AI skepticism has begun to emerge. Market participants are questioning capital expenditure sustainability, widening credit spreads, and whether companies will see a return on investment. Communication services, Healthcare, and Consumer Staples have been the only positive sectors while tech and consumer discretionary have led the declines in November so far.

Last week, Nvidia released earnings results that surpassed consensus. More importantly, the company provided guidance for sales and gross margin for next quarter that exceeded forecasts, yet the stock fell about 6%. This has been part of a broader pattern occurring this earnings season, as companies have been penalized for missing earnings but have not been rewarded for beating earnings. Nvidia’s decline despite the solid results was even more notable, with both the company and the broader market seeing an initial rise and then a sharp reversal the day after reporting.

International stocks are expected to see double-digit earnings growth this year after several years of stagnant gains, while still trading at a considerable discount to US equities. Although large cap US equities have outperformed for a number of years, it’s important to continue gaging the risk-reward profile as valuations remain elevated.

Valuation
One primary reason for the lackluster reactions to earnings in 3Q25 was high valuations. Before this most recent selloff, the S&P 500 was trading above 23x NTM P/E, which was higher than levels seen during the pandemic when interest rates were near all-time lows. This has placed additional pressure on companies to continue to deliver better results, with the S&P 500 projecting ambitious earnings growth of 11% for the balance of 2025.

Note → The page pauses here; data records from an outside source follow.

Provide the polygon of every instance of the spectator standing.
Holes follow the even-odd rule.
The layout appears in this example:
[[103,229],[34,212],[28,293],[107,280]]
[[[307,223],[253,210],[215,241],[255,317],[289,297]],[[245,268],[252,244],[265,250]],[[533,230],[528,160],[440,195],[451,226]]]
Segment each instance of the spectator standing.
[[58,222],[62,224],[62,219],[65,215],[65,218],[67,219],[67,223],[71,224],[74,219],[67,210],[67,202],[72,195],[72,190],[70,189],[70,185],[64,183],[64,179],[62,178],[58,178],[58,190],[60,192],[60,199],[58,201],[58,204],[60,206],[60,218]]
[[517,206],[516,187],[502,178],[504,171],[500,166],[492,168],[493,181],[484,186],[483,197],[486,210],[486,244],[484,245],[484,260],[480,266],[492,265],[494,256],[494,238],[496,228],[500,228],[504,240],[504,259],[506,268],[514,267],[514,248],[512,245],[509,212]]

Another reason for high valuations is equity market concentration. The top 10 companies are trading at 30x forward earnings and comprise ~42% of the market-cap weighted index. The rest of the index is trading at only 19x forward earnings. The top 10 companies are still expected to outpace the growth of the rest of the index over the next year, with almost double the growth, although this growth may already be priced into the stocks.

Fixed Income
Treasury yields declined in November so far despite a mixed reading from the delayed employment report. Essentially, treasuries experienced curve flattening. The 2-year yield fell as investors priced in a slightly greater probability of a December interest rate cut. In contrast, the October FOMC meeting minutes showed that a few Fed officials do not believe they should cut rates in December due to concerns over rising inflation.

Economic Data
The postponed September jobs report provided a mixed image. It presented better numbers than expected, but the unemployment rate ticked slightly higher. Most of the attention this holiday-shortened week will be on retail sales, consumer confidence, and producer prices. All this information is supposed to be released on Nov 25. The Producer Price Index for September is expected to be mixed after falling unexpectedly in August. Retail sales are expected to grow for the fourth consecutive month. The Consumer Confidence Index for November is expected to fall as concerns over inflation and employment weigh on consumers.

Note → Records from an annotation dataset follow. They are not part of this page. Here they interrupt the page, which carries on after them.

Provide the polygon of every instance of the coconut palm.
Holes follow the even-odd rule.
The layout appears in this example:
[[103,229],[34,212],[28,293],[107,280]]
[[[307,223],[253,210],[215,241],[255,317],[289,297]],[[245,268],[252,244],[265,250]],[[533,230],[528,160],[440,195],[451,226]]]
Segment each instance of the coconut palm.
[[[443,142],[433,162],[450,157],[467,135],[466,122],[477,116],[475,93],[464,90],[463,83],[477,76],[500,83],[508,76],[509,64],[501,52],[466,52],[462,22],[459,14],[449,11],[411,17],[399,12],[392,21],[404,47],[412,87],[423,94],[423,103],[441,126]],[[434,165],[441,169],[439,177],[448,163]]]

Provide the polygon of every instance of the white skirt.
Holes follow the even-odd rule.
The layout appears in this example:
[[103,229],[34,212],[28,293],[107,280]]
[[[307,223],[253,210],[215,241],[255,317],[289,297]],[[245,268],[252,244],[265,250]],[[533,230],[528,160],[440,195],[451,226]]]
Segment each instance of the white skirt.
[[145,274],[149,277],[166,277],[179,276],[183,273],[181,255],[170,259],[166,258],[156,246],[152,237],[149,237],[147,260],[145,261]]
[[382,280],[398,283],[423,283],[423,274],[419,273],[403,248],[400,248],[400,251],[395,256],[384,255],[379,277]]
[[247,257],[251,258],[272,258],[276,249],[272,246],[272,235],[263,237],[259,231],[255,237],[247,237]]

Looking Ahead to Next Year
December will be pivotal for the Fed’s next move and the clarity on the economic data backlog. The jobs data, inflation trends, and forward guidance will likely drive market positioning into the new year. For 2026, financial market practitioners are currently projecting US equities to outperform their global peers, underpinned by strong earnings growth and structural capex shifts.

Conclusion
Despite the uncertainty that defined November (ranging from elevated volatility and delayed economic data to shifting expectations around Fed policy) the broader market and economic backdrop remain resilient. With corporate earnings still strong, GDP growth running above trend, and international equities beginning to show renewed promise, the foundation for long-term investors is sturdier than recent headlines may suggest. As we move into December and approach a year shaped by pivotal monetary decisions and evolving AI-driven capital investment, maintaining a disciplined, fundamentals-based approach will be essential.